Use the theorem to approximate the sum from n=1 to infinity of ((-1)^n)/(n^2) with an error <_ .0001

i know that a_n+1 has to be less than a_n but what do i do after i prove that?

 

[galactus]

$\displaystyle \sum_{n=1}^{\infty}\frac{(-1)^{n}}{n^{2}}$

In the event you're interested, the series consists of the negative of the sum of the squares of the reciprocals of the ODDS, and the sum of the squares of the reciprocals of the EVENS.
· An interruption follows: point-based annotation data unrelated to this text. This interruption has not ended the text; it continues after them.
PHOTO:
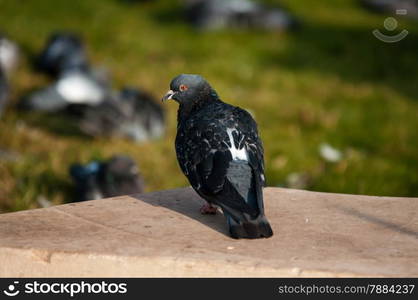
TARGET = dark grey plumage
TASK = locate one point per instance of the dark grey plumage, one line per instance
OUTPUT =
(115, 177)
(219, 150)
(215, 14)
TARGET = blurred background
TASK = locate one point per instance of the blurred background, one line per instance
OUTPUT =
(337, 108)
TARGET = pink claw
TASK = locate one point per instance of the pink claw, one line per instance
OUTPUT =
(208, 209)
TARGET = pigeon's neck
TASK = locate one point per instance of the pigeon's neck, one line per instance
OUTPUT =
(187, 110)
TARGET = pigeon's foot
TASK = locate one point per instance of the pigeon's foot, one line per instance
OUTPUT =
(208, 209)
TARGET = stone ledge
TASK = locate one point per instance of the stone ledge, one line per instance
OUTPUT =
(162, 234)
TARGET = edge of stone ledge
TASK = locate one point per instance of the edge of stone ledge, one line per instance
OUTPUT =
(44, 263)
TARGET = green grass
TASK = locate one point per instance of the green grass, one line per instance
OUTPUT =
(331, 81)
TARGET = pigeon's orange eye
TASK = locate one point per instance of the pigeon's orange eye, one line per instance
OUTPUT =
(183, 87)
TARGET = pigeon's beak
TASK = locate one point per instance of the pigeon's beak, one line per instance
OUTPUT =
(168, 96)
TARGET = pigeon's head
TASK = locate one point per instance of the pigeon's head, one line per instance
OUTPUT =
(190, 89)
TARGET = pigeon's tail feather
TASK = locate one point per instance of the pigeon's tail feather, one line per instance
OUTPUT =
(250, 229)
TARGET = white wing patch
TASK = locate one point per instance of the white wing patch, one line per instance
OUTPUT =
(241, 152)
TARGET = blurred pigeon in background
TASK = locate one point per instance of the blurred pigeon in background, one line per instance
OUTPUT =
(72, 88)
(215, 14)
(4, 91)
(116, 177)
(9, 55)
(407, 8)
(129, 113)
(63, 52)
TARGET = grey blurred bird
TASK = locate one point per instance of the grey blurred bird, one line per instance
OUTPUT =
(72, 88)
(130, 113)
(63, 52)
(9, 55)
(101, 179)
(220, 152)
(4, 91)
(215, 14)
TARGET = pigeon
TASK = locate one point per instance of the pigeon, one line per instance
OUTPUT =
(72, 88)
(115, 177)
(130, 113)
(4, 91)
(216, 14)
(9, 55)
(63, 52)
(407, 8)
(220, 152)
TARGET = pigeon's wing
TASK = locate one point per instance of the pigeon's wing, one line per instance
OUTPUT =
(213, 153)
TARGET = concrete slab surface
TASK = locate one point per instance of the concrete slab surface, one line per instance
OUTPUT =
(162, 234)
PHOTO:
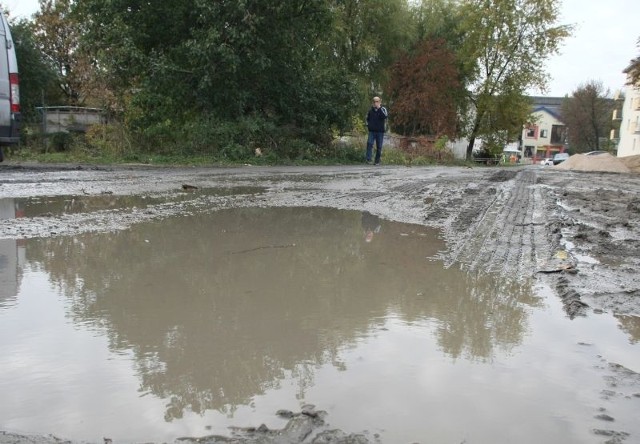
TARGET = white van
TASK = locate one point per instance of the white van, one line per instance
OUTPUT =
(9, 89)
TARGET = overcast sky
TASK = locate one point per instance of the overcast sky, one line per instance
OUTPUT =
(602, 45)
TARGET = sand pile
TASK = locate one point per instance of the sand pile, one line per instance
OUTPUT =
(632, 162)
(602, 163)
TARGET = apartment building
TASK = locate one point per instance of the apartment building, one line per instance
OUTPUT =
(629, 116)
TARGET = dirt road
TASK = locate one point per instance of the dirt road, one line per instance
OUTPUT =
(578, 232)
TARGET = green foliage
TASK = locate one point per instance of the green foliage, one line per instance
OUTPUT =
(424, 87)
(37, 77)
(504, 48)
(587, 115)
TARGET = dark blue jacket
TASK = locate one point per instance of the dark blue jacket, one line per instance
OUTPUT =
(376, 118)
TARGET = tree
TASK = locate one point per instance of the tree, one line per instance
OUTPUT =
(587, 114)
(57, 34)
(38, 80)
(505, 45)
(633, 70)
(221, 59)
(423, 87)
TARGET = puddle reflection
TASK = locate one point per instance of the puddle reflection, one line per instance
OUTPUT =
(218, 308)
(73, 204)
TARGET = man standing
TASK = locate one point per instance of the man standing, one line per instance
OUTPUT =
(375, 123)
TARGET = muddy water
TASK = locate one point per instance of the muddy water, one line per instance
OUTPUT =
(190, 325)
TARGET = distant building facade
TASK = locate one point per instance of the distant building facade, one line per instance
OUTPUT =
(546, 135)
(629, 137)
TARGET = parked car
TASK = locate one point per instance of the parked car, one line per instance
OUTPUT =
(560, 157)
(9, 89)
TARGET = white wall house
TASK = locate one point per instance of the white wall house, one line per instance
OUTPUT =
(547, 134)
(629, 143)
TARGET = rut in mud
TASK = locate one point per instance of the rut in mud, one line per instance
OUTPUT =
(507, 230)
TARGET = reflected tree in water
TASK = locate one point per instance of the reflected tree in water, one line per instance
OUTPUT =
(219, 308)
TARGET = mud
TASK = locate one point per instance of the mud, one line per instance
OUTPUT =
(578, 232)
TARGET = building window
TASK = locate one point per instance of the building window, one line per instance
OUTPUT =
(528, 150)
(531, 132)
(558, 135)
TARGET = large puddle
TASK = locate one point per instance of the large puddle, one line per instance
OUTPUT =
(190, 325)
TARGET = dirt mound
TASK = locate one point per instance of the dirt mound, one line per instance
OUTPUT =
(632, 162)
(600, 162)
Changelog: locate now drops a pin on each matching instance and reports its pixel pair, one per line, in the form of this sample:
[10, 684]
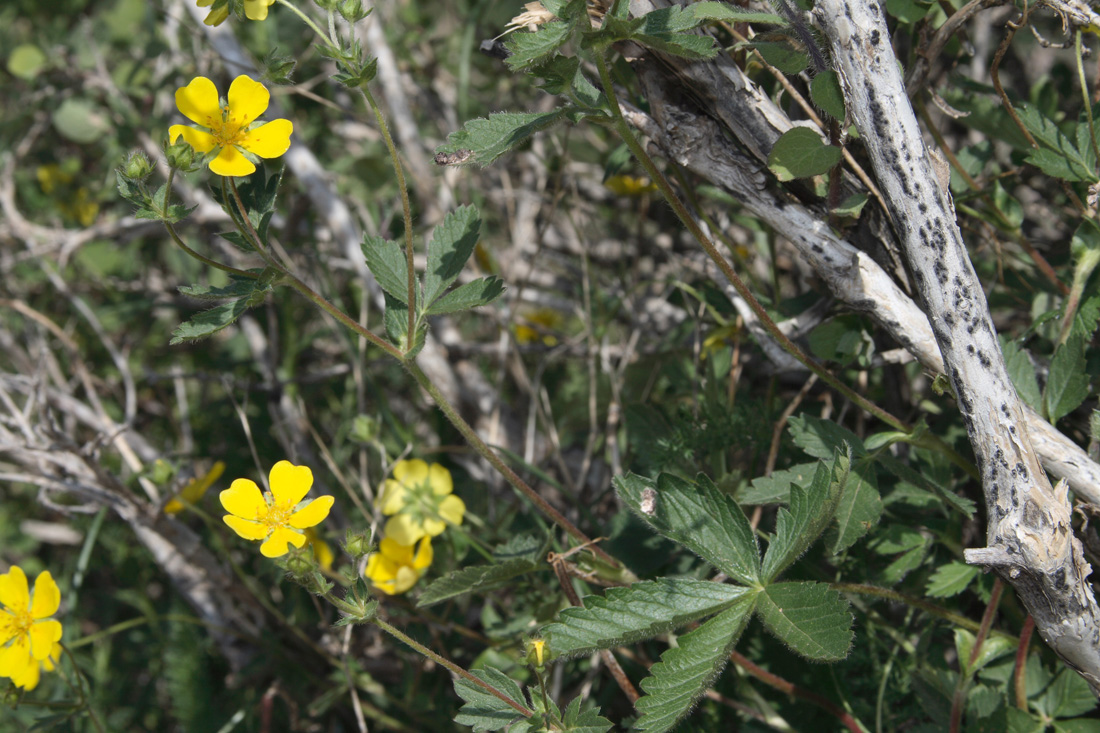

$\displaystyle -1+\frac{1}{4}-\frac{1}{9}+\frac{1}{16}-\frac{1}{25}+...................$

$\displaystyle \left(\frac{1}{4}+\frac{1}{16}+\frac{1}{36}+......\right)-\left(1+\frac{1}{9}+\frac{1}{25}+............\right)$

$\displaystyle \sum_{n=1}^{\infty}\frac{-1}{(2n-1)^{2}}=\frac{-{\pi}^{2}}{8}$

$\displaystyle \sum_{n=1}^{\infty}\frac{1}{(2n)^{2}}=\frac{{\pi}^{2}}{24}$

$\displaystyle \frac{{\pi}^{2}}{24}-\frac{{\pi}^{2}}{8}=\frac{-{\pi}^{2}}{12}$

 

[Deleted member 4993]

Use the theorem to approximate the sum from n=1 to infinity of ((-1)^n)/(n^2) with an error <_ .0001

i know that a_n+1 has to be less than a_n but what do i do after i prove that?

Please tell us - what does

Alternating series remainder theorem

state.

Then show us how you tried to apply that to the series.